Affective Characterization of Movie Scenes Based on Content Analysis and Physiological Changes

In this paper, we propose an approach for affective characterization of movie scenes based on the emotions that are actually felt by spectators. Such a representation can be used to characterize the emotional content of video clips in application areas such as affective video indexing and retrieval, and neuromarketing studies. A dataset of 64 different scenes from eight movies was shown to eight participants. While watching these scenes, their physiological responses were recorded. The participants were asked to self-assess their felt emotional arousal and valence for each scene. In addition, content-based audio- and video-based features were extracted from the movie scenes in order to characterize each scene. Degrees of arousal and valence were estimated by a linear combination of features from physiological signals, as well as by a linear combination of content-based features.
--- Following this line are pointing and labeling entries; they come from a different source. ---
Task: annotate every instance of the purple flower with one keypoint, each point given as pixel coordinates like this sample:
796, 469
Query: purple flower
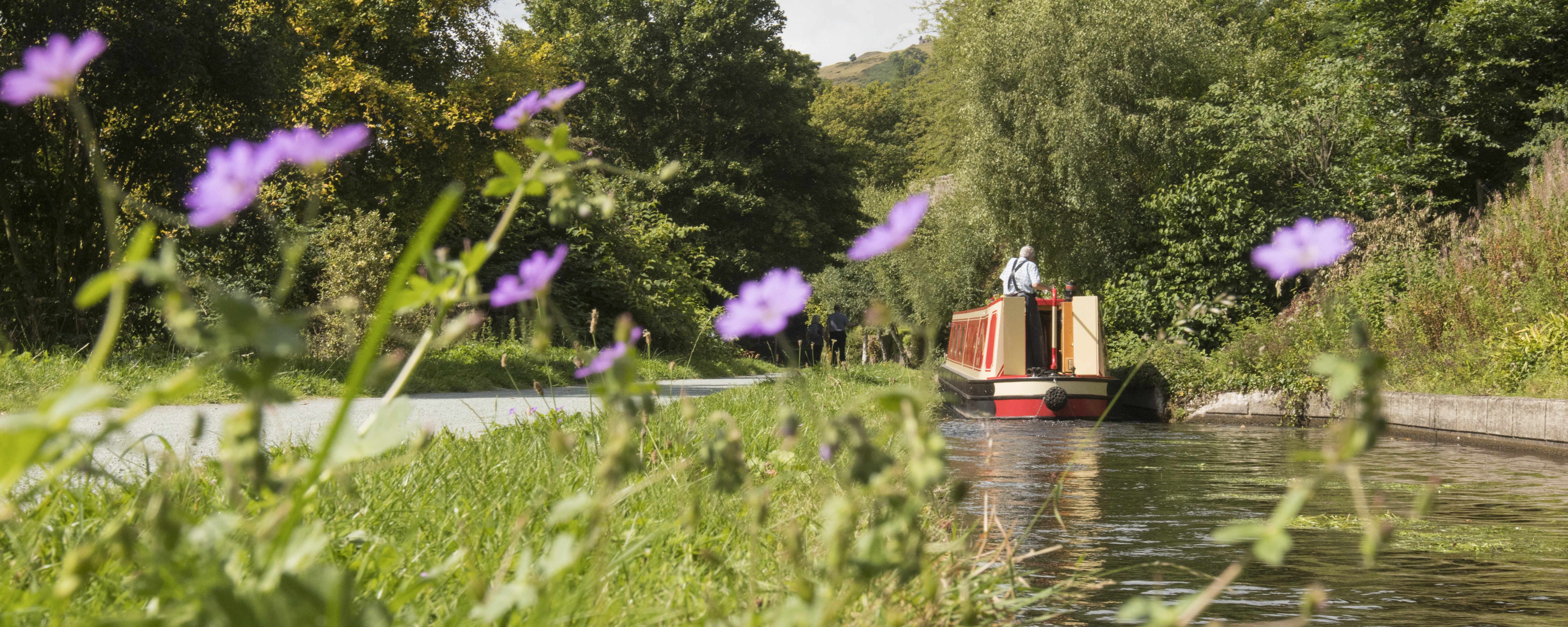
231, 181
520, 112
310, 150
1304, 247
764, 306
532, 277
893, 233
608, 357
51, 70
559, 96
We showed that a significant correlation exists between valence-arousal provided by the spectator's self-assessments, and affective grades obtained automatically from either physiological responses or from audio-video features. By means of an analysis of variance (ANOVA), the variation of different participants' self assessments and different gender groups self assessments for both valence and arousal were shown to be significant (p-values lower than 0.005). These affective characterization results demonstrate the ability of using multimedia features and physiological responses to predict the expected affect of the user in response to the emotional video content.